Much of the fish on supermarket shelves in Europe comes from developing countries which can export more than 90% of their catch.

Swapping fish for meat to help combat climate change risks exacerbating hunger in Africa, from where fish is increasingly exported to wealthy nations instead of providing key vitamins to malnourished local people, experts have warned.

Some consumers in rich countries are shunning meat in favour of other forms of protein, including lentils and fish, in order to reduce the amount of planet-warming greenhouse gases emitted by intensive livestock farming.

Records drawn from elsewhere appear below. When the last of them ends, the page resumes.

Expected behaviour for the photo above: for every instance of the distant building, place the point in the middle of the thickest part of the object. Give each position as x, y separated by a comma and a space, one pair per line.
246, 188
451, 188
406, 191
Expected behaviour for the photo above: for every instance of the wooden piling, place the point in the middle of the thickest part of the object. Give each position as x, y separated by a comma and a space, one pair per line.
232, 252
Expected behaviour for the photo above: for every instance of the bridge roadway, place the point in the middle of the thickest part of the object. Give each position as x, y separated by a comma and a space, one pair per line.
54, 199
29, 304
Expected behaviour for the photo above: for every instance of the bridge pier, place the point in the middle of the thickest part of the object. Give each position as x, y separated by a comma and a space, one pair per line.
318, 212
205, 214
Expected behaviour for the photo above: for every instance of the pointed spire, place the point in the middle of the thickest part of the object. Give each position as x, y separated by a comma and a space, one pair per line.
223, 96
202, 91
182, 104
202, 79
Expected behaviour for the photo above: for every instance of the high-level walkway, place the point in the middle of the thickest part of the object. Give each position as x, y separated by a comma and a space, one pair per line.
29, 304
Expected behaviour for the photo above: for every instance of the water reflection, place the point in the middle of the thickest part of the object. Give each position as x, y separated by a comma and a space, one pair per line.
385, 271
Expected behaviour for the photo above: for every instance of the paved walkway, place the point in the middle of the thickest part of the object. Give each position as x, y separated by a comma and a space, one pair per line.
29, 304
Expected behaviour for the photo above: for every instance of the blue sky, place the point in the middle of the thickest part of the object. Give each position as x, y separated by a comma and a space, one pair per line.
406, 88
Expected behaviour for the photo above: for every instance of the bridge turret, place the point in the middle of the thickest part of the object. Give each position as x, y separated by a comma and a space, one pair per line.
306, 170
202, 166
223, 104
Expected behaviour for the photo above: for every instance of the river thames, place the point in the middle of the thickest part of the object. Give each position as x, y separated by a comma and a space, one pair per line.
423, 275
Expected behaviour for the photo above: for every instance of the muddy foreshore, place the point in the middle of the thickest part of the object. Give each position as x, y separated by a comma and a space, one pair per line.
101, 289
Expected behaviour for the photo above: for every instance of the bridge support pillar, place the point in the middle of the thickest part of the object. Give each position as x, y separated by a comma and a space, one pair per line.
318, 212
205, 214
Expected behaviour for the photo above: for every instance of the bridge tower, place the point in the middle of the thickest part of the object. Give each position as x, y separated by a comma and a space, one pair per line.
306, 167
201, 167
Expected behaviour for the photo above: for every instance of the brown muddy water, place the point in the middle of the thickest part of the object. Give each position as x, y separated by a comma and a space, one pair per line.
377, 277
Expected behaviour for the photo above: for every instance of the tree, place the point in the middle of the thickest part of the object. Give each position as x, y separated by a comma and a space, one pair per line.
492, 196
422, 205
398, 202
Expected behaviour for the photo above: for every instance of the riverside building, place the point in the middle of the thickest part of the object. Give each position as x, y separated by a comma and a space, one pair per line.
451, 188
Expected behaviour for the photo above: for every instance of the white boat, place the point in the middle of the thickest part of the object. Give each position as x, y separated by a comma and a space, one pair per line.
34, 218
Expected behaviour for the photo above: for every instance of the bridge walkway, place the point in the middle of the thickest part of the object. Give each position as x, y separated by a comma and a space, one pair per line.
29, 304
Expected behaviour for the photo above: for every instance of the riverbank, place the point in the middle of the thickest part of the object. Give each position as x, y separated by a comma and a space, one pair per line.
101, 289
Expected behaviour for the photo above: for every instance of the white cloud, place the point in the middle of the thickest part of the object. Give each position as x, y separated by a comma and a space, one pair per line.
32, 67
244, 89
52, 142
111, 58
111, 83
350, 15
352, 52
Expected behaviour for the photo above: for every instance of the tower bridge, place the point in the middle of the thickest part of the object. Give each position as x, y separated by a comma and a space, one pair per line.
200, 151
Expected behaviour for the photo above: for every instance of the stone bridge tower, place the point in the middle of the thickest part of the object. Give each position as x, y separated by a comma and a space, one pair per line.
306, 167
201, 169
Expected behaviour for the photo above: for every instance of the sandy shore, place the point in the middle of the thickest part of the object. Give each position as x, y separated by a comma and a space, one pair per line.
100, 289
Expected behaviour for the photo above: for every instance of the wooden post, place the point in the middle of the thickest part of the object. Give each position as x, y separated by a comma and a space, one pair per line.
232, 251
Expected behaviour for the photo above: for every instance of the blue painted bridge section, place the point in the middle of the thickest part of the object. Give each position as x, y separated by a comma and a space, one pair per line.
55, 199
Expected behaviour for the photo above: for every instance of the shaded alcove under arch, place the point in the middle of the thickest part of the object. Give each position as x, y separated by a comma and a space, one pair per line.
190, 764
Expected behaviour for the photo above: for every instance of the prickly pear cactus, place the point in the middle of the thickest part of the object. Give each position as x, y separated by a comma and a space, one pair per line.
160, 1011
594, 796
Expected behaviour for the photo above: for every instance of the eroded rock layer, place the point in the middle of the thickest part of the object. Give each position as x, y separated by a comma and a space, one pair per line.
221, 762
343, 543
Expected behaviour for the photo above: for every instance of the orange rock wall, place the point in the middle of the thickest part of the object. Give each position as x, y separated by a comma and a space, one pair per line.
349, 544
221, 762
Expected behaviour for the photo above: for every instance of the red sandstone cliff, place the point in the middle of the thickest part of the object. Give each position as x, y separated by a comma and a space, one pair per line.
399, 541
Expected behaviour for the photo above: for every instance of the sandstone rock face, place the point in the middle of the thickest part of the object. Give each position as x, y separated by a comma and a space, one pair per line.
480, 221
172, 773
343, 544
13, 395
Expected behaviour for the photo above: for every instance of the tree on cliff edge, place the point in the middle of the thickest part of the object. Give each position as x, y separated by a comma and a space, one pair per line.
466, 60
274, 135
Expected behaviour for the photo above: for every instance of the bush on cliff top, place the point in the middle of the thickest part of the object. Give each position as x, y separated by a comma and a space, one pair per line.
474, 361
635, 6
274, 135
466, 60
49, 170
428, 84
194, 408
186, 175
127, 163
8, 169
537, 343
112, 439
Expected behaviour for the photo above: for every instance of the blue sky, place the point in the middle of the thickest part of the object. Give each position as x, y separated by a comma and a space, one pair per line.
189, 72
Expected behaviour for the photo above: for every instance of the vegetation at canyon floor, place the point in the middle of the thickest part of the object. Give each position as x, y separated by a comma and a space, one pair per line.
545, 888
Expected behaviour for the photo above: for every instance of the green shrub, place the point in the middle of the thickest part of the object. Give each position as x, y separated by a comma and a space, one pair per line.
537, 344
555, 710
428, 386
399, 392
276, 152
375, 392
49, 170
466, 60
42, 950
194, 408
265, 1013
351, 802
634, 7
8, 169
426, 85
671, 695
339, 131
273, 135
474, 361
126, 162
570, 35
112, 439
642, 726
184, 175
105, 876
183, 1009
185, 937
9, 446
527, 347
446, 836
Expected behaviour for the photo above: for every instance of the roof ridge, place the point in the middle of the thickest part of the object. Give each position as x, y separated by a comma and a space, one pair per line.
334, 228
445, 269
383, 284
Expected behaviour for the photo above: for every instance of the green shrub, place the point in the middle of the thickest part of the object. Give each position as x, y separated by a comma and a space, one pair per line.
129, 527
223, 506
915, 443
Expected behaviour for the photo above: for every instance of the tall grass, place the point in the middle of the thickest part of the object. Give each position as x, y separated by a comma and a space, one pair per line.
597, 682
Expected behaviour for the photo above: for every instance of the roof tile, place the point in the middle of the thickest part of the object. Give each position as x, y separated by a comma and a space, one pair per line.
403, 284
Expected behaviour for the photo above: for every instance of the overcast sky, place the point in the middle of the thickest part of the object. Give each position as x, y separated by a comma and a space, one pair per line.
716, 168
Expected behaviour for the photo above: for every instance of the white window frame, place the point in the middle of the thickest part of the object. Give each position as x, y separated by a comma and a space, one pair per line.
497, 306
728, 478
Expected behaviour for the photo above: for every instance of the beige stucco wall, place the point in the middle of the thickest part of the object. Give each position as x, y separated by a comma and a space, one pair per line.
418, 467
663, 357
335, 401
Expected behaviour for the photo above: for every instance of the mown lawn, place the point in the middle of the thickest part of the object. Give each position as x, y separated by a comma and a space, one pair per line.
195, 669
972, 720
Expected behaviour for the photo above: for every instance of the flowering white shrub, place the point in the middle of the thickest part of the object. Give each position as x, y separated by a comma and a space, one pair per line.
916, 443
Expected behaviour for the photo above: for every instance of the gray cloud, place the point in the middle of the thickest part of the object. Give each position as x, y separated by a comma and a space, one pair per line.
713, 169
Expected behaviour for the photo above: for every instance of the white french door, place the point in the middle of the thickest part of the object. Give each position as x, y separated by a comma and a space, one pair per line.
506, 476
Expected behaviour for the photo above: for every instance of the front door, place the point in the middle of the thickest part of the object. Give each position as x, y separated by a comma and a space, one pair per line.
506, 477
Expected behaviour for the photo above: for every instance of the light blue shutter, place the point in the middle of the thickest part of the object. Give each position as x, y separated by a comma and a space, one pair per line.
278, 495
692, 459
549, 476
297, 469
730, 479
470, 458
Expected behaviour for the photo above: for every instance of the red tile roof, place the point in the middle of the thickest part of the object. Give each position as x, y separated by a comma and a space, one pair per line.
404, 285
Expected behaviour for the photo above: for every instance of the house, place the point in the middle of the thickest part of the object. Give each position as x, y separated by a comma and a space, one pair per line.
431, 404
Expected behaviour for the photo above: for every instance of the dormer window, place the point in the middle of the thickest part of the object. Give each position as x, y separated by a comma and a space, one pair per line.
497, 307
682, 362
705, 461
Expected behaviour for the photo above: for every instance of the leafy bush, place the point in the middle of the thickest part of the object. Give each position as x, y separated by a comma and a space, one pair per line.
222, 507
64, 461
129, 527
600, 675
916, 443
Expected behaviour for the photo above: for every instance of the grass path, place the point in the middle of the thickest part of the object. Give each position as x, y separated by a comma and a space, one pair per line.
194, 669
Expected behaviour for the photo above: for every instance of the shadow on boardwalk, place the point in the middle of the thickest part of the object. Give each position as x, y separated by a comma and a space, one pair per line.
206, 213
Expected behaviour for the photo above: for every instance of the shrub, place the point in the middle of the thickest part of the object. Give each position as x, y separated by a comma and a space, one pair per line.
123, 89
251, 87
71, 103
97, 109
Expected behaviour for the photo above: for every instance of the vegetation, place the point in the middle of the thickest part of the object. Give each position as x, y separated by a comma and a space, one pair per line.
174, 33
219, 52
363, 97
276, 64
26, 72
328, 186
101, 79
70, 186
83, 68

But popular fish such as sardines and mackerel are sourced from African countries that export most of their nutrient-rich catch instead of selling it to their own populations, said a paper published in the journal Nature.

Image: FAO

A shift in diets would "serve to ... worsen the food and nutritional security of already vulnerable people in places such as West Africa, Asia and the Pacific", said Christina Hicks, the paper's lead author.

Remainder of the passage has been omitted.